What is an indexed view?

As you know, when you apply a clustered index to a table, it changes the table from a heap (a very good word for what it is, a bunch of rows in a messy pile) to a ordered table. The clustered index is actually interleaved with the table, defining the table’s structure and sorting order. The same sort of applies to an indexed view – when you apply an index to an aggregate view, the view changes from just being just a query definition. It stores the physical data of the view (as calculated when you query the view) as a clustered index in the database. In fact, indexed views are called “materialized views” on many other database platforms, because this is exactly what it’s all about.

How to build an indexed view

Basically, creating an indexed view is all about just applying a unique, clustered index on a view with aggregates.

CREATE UNIQUE CLUSTERED INDEX v_myView_ix1
    ON dbo.v_myView (a, b, c)

But there are quite a few requirements to meet before the SQL Server will let you do that.

  • Most important of all, the view needs to be schemabound. This is accomplished by adding the WITH SCHEMABINDING hint. By schemabinding the view, you “bind” it to the underlying tables, which means that you can’t make changes to the schema (columns, data types, etc) of the underlying tables. This is necessary because SQL Server needs to automatically maintain the aggregates in the view’s clustered index whenever the underlying data changes, so it needs to be sure that there are no changes in the tables. Think of it as a trigger, that will break if you change the table it is attached to.
  • Because the view is schemabound, you need to reference all tables by schema as well as the table name.
  • You can’t reference other views, table value functions or remote tables. Only actual, local database tables are allowed.
  • A bunch of ANSI flags need to be set in a specific way (see the Books On-line article for all the details), some when creating the view, and some when querying the indexed view.
  • If the view contains aggregates, you need to supply one column which is COUNT_BIG(*) (which is functionally the same as COUNT(*), but not limited by the size constraint of an integer). SQL Server uses this column to keep track of rows that are added to or removed from the underlying table(s).
  • There are more requirements, but the above are the most common ones you’ll encounter.

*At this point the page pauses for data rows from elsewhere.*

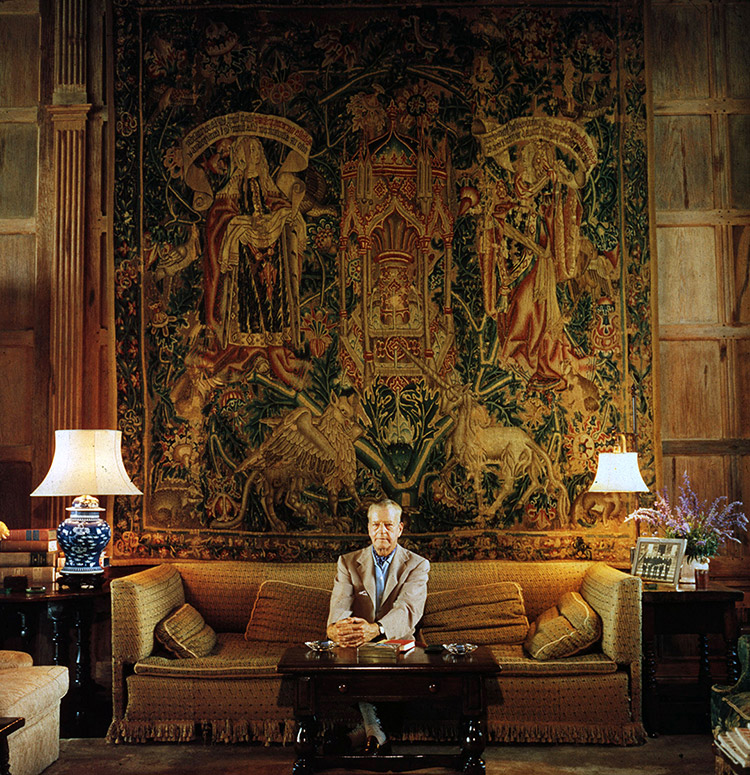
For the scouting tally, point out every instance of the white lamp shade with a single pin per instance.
(87, 463)
(618, 472)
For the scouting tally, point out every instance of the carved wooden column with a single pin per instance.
(68, 114)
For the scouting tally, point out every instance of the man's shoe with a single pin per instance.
(373, 748)
(336, 743)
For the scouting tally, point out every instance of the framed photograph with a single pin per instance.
(659, 559)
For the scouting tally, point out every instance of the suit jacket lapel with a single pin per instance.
(367, 574)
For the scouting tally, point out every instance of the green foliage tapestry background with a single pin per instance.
(379, 252)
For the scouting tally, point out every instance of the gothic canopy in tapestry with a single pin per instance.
(378, 252)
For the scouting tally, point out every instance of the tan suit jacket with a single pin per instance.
(403, 596)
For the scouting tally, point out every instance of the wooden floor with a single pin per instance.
(666, 755)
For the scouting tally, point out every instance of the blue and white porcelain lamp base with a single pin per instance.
(82, 538)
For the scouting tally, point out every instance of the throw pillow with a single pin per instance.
(184, 633)
(565, 629)
(487, 614)
(288, 613)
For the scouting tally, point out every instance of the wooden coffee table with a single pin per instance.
(320, 677)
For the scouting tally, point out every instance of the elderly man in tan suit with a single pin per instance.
(379, 593)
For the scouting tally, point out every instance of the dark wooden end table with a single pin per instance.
(7, 725)
(687, 611)
(339, 673)
(26, 618)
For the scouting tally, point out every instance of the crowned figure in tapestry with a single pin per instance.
(367, 253)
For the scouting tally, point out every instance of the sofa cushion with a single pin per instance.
(185, 633)
(288, 613)
(31, 691)
(232, 657)
(565, 629)
(513, 660)
(486, 614)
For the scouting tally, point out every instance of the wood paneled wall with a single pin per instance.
(23, 327)
(700, 77)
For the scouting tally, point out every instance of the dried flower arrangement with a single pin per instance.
(706, 527)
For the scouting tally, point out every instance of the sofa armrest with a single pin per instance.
(616, 597)
(139, 603)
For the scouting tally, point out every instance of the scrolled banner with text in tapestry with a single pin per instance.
(381, 252)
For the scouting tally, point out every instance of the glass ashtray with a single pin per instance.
(459, 649)
(320, 645)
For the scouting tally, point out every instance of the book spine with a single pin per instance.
(33, 534)
(29, 559)
(13, 545)
(33, 575)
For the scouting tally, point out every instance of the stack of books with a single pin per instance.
(735, 744)
(31, 553)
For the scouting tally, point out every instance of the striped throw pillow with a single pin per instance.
(185, 633)
(565, 629)
(487, 614)
(288, 613)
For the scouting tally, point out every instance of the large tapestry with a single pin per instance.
(379, 252)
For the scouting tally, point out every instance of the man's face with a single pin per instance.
(384, 528)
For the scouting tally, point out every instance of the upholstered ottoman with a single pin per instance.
(33, 692)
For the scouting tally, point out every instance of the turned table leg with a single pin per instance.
(304, 746)
(473, 749)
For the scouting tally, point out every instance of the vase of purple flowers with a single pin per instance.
(705, 526)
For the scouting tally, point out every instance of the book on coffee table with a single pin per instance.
(377, 652)
(402, 644)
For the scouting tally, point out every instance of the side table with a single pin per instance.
(687, 611)
(55, 627)
(7, 725)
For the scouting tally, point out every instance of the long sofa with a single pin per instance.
(235, 694)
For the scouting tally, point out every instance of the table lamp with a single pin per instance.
(85, 461)
(618, 472)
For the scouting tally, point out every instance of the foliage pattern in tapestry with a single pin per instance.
(381, 252)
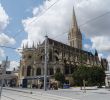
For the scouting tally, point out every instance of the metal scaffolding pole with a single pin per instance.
(45, 65)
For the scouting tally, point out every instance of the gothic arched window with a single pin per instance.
(29, 71)
(51, 71)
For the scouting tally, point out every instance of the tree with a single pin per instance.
(80, 74)
(97, 76)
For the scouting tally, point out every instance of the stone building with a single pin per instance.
(61, 57)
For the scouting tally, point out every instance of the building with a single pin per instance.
(61, 57)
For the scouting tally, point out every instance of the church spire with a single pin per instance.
(74, 19)
(75, 36)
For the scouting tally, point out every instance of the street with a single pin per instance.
(61, 94)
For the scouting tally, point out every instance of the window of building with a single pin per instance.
(29, 56)
(23, 71)
(67, 70)
(58, 70)
(51, 71)
(29, 71)
(38, 71)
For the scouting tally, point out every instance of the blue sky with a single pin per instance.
(17, 10)
(55, 21)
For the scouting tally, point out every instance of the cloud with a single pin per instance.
(108, 58)
(4, 19)
(2, 54)
(4, 39)
(54, 22)
(58, 20)
(87, 46)
(101, 43)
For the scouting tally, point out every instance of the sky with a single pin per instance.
(28, 21)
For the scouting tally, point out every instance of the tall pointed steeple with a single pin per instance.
(75, 36)
(74, 23)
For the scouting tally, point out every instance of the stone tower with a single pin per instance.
(75, 36)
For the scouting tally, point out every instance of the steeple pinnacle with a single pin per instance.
(74, 19)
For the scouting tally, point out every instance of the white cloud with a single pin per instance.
(87, 46)
(4, 18)
(4, 39)
(54, 22)
(58, 19)
(2, 54)
(101, 43)
(108, 58)
(13, 64)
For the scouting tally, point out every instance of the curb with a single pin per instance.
(18, 90)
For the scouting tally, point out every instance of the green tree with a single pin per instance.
(92, 76)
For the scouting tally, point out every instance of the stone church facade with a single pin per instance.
(61, 57)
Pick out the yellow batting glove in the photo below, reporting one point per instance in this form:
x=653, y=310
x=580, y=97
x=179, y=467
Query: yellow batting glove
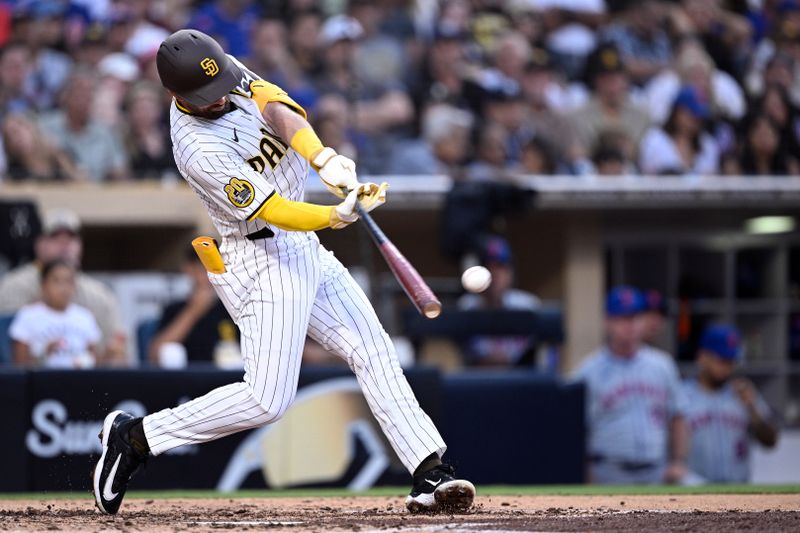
x=345, y=213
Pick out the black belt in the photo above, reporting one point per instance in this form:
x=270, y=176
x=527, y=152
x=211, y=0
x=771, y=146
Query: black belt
x=631, y=466
x=264, y=233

When you query the view, you may have to add the query hint WITH (NOEXPAND). “Expanding” a view means interpreting its view definition and mapping it to the underlying tables. If you’ve already materialized the view data, you want to skip this step and go straight to the materialized data. On SQL Server Enterprise Edition, you won’t have to write WITH (NOEXPAND) – the optimizer will figure that out automatically if it benefits the query.

SELECT * FROM v_myView WITH (NOEXPAND)

Non-clustered indexes

Once you’ve created a clustered index on a view, it is materialized, and stored much like a table in the database. After that, you can add non-clustered indexes just as if it were a regular table.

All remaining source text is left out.